Shalabayev noted that death tolls and estimates on how many people were injured, which are said to amount to more than 4,300 individuals, may yet be revised.

Tokayev has in public shied away from alluding to any possible elite infighting and has instead cast the events of early January as a vast terrorist conspiracy carried out by 20,000 “terrorists.” The authorities have produced scant evidence for that dramatic allegation, however.

The General Prosecutor’s Office has to date spoken of 546 ongoing criminal investigations in connection with the turbulence. Of that total, 44 investigations deal with terrorism charges.

It is not just the security apparatus that is being cleansed of Nazarbayev loyalists.

On January 17,  Timur Kulibayev, the multibillionaire husband of Nazarbayev’s second of three daughters, Dinara, resigned as chairman of Atameken, an influential business lobby group. He had been at the helm of the group for eight years. Two days earlier, another two Nazarbayev sons-in-law were squeezed out. Dimash Dosanov, the husband of Aliya Nazarbayeva, quit his role as KazTransOil chairman, while Kairat Sharipbayev, the rumored husband of Dariga, the oldest daughter, stepped down as chairman of QazaqGaz (formerly KazTranGaz).

This may mark only the beginning of sweeping changes.
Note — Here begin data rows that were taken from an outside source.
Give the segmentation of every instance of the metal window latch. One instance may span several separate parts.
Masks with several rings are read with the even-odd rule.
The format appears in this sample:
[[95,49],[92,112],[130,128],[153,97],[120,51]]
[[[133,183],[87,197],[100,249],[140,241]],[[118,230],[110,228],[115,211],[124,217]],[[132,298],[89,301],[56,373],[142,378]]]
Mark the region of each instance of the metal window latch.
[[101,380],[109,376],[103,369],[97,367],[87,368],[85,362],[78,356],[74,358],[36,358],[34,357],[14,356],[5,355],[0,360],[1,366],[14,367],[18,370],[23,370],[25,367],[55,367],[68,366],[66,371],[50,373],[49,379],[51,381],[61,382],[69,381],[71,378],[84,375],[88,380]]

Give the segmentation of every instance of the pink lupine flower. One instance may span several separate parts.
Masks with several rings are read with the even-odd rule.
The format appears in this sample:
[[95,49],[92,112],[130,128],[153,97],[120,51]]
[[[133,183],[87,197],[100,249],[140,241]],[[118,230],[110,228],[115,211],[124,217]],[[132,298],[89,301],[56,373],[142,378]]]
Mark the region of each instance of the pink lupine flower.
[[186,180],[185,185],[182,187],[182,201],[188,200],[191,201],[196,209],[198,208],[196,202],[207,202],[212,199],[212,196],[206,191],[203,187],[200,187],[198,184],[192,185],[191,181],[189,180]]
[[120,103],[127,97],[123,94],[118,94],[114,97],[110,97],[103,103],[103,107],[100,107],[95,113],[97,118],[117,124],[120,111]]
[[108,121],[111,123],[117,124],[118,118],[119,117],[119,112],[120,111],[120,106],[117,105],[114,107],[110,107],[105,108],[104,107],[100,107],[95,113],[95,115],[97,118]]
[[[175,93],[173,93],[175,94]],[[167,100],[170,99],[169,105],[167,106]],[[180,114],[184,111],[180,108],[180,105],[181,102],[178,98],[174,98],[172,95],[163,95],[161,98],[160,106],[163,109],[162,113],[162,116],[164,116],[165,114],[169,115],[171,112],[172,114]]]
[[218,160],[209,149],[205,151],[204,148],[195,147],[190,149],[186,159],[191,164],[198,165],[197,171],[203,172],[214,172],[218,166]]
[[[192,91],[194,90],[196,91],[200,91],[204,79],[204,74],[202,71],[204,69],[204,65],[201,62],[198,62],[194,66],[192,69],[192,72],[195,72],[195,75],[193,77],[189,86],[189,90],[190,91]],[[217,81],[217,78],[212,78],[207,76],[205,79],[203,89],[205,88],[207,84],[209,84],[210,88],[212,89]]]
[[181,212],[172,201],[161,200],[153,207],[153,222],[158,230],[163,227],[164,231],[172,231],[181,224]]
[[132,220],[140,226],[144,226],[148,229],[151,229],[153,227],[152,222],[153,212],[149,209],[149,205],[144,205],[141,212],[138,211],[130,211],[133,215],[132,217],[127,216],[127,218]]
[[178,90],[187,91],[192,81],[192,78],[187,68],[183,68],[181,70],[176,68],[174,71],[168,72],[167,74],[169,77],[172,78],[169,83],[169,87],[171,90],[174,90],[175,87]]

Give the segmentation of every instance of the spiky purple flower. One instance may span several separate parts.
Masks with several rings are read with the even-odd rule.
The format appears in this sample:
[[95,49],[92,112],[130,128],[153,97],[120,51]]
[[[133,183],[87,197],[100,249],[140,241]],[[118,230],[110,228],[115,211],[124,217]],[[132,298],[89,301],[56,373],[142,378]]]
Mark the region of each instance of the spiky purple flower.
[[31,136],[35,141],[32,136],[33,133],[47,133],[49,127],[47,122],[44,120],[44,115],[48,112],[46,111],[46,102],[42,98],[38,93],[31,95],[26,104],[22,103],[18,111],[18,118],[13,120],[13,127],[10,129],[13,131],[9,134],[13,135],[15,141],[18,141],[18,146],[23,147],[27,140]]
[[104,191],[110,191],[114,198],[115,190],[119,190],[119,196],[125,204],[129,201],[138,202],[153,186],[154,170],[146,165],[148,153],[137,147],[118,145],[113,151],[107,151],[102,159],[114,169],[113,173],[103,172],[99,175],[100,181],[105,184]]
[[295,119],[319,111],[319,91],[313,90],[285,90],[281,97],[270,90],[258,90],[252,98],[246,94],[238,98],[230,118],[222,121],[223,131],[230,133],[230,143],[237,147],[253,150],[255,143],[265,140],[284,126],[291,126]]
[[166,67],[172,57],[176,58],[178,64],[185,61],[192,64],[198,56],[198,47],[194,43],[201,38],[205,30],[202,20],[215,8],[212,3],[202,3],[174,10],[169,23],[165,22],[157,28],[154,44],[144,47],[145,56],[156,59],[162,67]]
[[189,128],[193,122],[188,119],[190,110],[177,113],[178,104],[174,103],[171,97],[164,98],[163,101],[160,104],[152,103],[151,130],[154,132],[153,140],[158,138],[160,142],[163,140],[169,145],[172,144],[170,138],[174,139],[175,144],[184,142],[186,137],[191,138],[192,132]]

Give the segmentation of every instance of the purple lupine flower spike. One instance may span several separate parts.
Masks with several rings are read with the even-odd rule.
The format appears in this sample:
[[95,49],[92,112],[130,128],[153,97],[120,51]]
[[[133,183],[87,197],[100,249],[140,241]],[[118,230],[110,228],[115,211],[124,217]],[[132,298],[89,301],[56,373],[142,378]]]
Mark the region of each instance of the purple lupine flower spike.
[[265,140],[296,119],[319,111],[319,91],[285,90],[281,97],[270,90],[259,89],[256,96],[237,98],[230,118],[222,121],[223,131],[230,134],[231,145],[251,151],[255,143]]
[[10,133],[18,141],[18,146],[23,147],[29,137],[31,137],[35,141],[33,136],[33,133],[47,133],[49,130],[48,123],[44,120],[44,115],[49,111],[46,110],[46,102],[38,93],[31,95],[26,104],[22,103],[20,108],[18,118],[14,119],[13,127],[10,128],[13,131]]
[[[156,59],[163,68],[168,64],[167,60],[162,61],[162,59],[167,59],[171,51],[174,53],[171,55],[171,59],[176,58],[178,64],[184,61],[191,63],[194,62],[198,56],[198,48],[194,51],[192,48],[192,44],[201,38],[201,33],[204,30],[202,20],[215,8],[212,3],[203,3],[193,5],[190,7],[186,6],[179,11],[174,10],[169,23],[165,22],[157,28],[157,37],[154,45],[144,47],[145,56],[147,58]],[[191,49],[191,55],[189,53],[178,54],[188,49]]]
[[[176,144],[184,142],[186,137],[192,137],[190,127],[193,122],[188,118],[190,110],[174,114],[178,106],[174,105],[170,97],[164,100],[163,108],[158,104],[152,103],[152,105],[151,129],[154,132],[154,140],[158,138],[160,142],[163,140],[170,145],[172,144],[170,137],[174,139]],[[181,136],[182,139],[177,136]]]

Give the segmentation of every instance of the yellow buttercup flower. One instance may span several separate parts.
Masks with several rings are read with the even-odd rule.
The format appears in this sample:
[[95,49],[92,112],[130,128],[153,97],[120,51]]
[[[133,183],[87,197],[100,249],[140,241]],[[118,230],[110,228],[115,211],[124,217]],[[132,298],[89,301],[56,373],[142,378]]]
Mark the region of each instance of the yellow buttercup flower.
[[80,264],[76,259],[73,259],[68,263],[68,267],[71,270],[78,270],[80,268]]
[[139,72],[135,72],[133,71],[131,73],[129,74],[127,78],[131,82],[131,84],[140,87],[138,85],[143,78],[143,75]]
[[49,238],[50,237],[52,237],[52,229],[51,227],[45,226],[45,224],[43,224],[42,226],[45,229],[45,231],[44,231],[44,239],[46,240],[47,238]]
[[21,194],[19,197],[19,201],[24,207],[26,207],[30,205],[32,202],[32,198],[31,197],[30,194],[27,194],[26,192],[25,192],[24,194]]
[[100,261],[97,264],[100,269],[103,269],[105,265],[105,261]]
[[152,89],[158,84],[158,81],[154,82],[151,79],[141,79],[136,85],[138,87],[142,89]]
State enterprises and major private companies are said to be stuffed with figures loyal to Nazarbayev and his immediate relatives.

The companies formerly led by Dosanov and Sharipbayev are both entities within the Samruk-Kazyna national wealth fund, which is poised to come under new levels of scrutiny. Speaking on January 11 to lawmakers, Tokayev talked about the need to check the investment vehicle’s less-than-transparent operations.

The president’s office revisited the topic on January 17.

“It is on the fund that the job of restructuring the economy and redirecting resources toward the good of the people depends,” Tokayev’s spokesman, Berik Uali, said. “President Tokayev has demanded that the government ensure the creation of a genuinely competitive environment in key sectors of the economy, as well as transparency in the acquisitions of [Samruk-Kazyna] and state-owned companies.”

 

Almaz Kumenov is an Almaty-based journalist.